There were other problems, too, aside from occasionally needing to wear the air cast when my foot got bad. There was the sinus infection I started the trip with (the best thing I've ever done to prepare for a trip was ask my doctor for a just-in-case Z pack prescription). There was the two-hour delay on my flight home to BWI airport that pushed me onto a midnight train home (by the time I stepped into my condo I had been up almost 24 hours straight and my eyelids were about ready to stick to my eyeballs, but I had managed to avoid a third cab and the ensuing environmental guilt).
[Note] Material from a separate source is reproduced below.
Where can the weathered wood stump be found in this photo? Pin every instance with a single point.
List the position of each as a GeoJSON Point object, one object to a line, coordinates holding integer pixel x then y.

And there was the food poisoning. Yes, food poisoning. A friend and I both came down with it after (we think) some bad fish at a pub on the Dingle peninsula. I ended up missing our group's day trip to Cork, and learning that nothing is worse when it comes up than black pudding. Nothing. After a night of throwing up, and a day of lying in bed feeling miserable, I felt well enough to keep going and seeing things. And after a few days, I was back to gargantuan pub meals, including the best fish and chips in the history of fish and chips. But more on that later.
It might seem like a real downer to make my first post about all of the things that went wrong on this trip. But there was a positive that came out of everything — I learned that it can feel far more empowering when you find your way out of a jam than when you execute a perfect plan. Many of the times things went wrong, I was by myself, and I had to figure out what to do myself, and I did it.